The first job to do for a product manager is, together with a designer, to build a high-fidelity prototype with the minimal functionality necessary to meet the business objectives and with a user experience that users can figure out how to use—and actually, want to use. Only minimal functionality is required in order to minimize the implementation time and user complexity. The minimal product has to be validated by performing such testings as Feasibility, Usability and Value Testing. Testing your ideas with real users is probably the most important activity of a product manager. It shows whether users can easily to the tasks they need to do and whether they actually value the product.

11. Gentle Deployment

Help Prevent User Abuse.
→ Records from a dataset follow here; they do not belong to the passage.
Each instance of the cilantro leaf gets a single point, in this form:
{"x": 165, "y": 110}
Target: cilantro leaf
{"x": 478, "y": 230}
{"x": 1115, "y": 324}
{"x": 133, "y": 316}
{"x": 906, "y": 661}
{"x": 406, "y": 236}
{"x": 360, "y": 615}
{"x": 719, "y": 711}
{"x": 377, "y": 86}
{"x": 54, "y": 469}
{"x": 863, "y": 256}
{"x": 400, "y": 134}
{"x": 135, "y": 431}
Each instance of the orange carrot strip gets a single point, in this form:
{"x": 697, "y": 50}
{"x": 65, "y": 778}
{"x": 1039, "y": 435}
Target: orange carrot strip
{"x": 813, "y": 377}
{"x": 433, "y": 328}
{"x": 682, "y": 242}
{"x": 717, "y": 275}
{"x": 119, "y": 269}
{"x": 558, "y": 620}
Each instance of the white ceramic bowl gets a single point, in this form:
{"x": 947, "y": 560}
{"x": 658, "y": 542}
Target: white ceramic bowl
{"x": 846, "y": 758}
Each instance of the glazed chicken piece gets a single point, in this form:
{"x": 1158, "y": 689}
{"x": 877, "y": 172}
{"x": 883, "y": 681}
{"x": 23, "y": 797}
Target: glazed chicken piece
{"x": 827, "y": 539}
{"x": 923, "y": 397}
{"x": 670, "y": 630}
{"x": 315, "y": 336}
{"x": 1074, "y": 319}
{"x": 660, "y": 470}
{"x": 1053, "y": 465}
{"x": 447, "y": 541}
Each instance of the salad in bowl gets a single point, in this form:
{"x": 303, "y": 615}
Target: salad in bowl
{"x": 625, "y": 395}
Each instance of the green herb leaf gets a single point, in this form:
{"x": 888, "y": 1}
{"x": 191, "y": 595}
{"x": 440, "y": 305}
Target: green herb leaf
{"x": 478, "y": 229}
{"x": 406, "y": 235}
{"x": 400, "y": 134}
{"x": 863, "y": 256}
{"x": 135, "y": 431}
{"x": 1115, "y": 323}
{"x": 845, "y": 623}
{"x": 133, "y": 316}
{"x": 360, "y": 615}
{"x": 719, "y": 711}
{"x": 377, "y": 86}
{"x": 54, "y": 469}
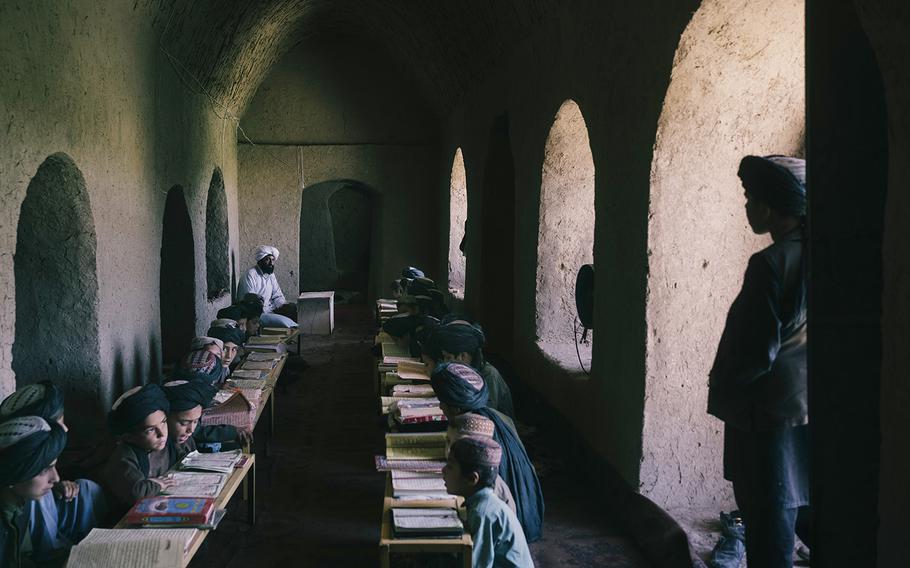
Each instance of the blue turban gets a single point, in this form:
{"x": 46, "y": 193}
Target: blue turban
{"x": 186, "y": 395}
{"x": 42, "y": 399}
{"x": 28, "y": 445}
{"x": 228, "y": 334}
{"x": 457, "y": 386}
{"x": 132, "y": 408}
{"x": 779, "y": 181}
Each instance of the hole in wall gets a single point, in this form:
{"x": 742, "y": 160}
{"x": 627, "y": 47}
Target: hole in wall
{"x": 178, "y": 278}
{"x": 565, "y": 238}
{"x": 55, "y": 269}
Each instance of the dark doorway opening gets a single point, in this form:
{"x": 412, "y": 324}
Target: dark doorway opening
{"x": 497, "y": 254}
{"x": 336, "y": 225}
{"x": 56, "y": 279}
{"x": 178, "y": 278}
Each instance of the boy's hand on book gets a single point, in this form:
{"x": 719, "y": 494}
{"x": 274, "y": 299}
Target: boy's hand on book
{"x": 66, "y": 490}
{"x": 164, "y": 483}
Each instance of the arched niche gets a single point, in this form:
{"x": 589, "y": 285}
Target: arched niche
{"x": 336, "y": 225}
{"x": 178, "y": 278}
{"x": 497, "y": 243}
{"x": 737, "y": 87}
{"x": 458, "y": 216}
{"x": 56, "y": 279}
{"x": 565, "y": 238}
{"x": 217, "y": 270}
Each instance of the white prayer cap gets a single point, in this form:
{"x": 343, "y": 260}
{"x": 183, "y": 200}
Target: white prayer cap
{"x": 266, "y": 250}
{"x": 202, "y": 342}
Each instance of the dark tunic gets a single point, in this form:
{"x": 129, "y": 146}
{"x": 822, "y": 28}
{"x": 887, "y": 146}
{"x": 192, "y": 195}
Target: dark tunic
{"x": 758, "y": 381}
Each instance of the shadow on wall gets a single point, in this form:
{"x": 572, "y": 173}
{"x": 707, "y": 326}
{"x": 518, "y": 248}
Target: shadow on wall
{"x": 336, "y": 223}
{"x": 178, "y": 277}
{"x": 217, "y": 275}
{"x": 57, "y": 291}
User abuse happens when you unnecessarily and unintentionally mistreat your users by releasing changes to the user community that they don’t appreciate. As a general rule, users don’t like change. They want the software to be great, but most people aren’t excited about taking the time to learn a new way to do something they can already do. In the spirit of minimizing the disruption caused by change, there are several techniques that can be useful in deploying changes gently. One solution is communication of upcoming changes through means such as newsletters, onsite education, and tutorials. But remember that many people don’t read what you write, so this technique can only take you so far. Second, if there is any question about the new version of your product working properly—either due to reliability issues, or scale, or performance—then you need to redouble your QA efforts to ensure that you won’t have to rollback your updates, which compounds community angst significantly. Third, if the change is significant, it may be important to contain the risk by pursuing some form of gentle deployments such as parallel, or incremental deployment. 

12. Rapid Response

More often than not, the product team that has been marshaled to build and launch the product quickly after a launch is put on the next project coming along. This, however, may cost a lot of money, as the moment after the product launch has the greatest opportunity for learning and correcting whatever could be improved. This is where a project management and product development processes fail and it can be corrected simply by slightly extending the project to incorporate this critical phase. No phase of the process will provide a better ROI than this one, so the change is not a difficult pitch to management.